![]() |
"There is no doubt the Republican Guards to the north need to be dealt with," as the allies move to assert control over all of Iraq, said Ian Kemp, news editor for the prestigious military magazine Jane's Defence Weekly.
He said the city of Tikrit, the hometown and a bastion of fallen Iraqi leader Saddam Hussein "needs to be dealt with as well."
David Blair, a correspondent for the Daily Telegraph newspaper, said in a report from the region that even if Saddam is dead "his clansman around Tikrit may try to hold out, for no other reason than a deep and justified fear of the vengeance their fellow Iraqis may wreak now that Saddam's protection has been lifted."
There is no doubt, however, that the back of the Iraqi army has been broken with the British and US victories in the southern city of Basra and Baghdad.
Kemp said the coalition forces are already changing their mission to look towards "a peace support operation," particularly with troops expected to be called on to keep looting from getting out of hand.
"This is going to be a crucial phase as the coalition seeks to avoid a power vacuum in cities across the country and to get the flow of humanitarian aid established as soon as possible," Kemp said.

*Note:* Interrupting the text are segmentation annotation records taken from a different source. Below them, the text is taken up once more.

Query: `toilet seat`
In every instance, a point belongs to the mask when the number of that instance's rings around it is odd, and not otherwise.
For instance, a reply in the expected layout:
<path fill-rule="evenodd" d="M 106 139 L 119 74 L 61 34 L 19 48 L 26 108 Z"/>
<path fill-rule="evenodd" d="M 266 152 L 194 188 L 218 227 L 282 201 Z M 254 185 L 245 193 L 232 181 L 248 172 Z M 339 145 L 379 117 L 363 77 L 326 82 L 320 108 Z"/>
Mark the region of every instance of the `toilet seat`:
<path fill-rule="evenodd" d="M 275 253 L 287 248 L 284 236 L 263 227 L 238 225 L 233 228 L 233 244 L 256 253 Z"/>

But William Hopkinson of the London think tank the Royal Institute of International Affiars warned the allies are less well equipped for peacekeeping as "there aren't really enough troops on the ground."
"Think of Bosnia, it was a much smaller country and there were four divisions of peacekeepers," he said.
That is about the total strength of allied forces, and Iraq is a much bigger country, Hopkinson said.
"It's still pretty tight in terms of a peacekeeping operation," he said.
Militarily, the allies will be reinforcing northern Iraq with the US's high-tech 4th Infantry Division, which is assembling in Kuwait after it was unable to deploy ahead of the war that began March 20 by deploying through Turkey.
Kemp said whatever further fighting they face is "going to depend on the will of the Iraqis to resist," an uncertain factor with the central government in Baghdad having fallen.
He said before the war the elite Republican Guards had only six divisions, about 60,000 men, with a total of 400 tanks.
The two remaining Republican Guard divisions "are likely to have less than 100 tanks each," he said.
To the north of these divisions are three corps of the Iraqi army, which could total up to 60,000 troops, but these soldiers were already losing ground rapidly to Kurdish fighters working with US special forces.
Kemp said a motiviation for the Republican Guards to fight is that "some of these people are considered war criminals and criminals within Iraq."
Hopkinson said if the Iraqis had been unable "to make a go of it with all their advantages around Baghdad," they would have no chance outside the capital.
He said the Iraqis have lost the urban fighting advantages a large city like Baghdad gave and that in a smaller, less strategic city like Tikrit "the Americans could stand off and blast them until they surrendered or gave up."
An Iraqi division, even the Republican Guards, "out in the open would be chewed up" by allied forces, he added.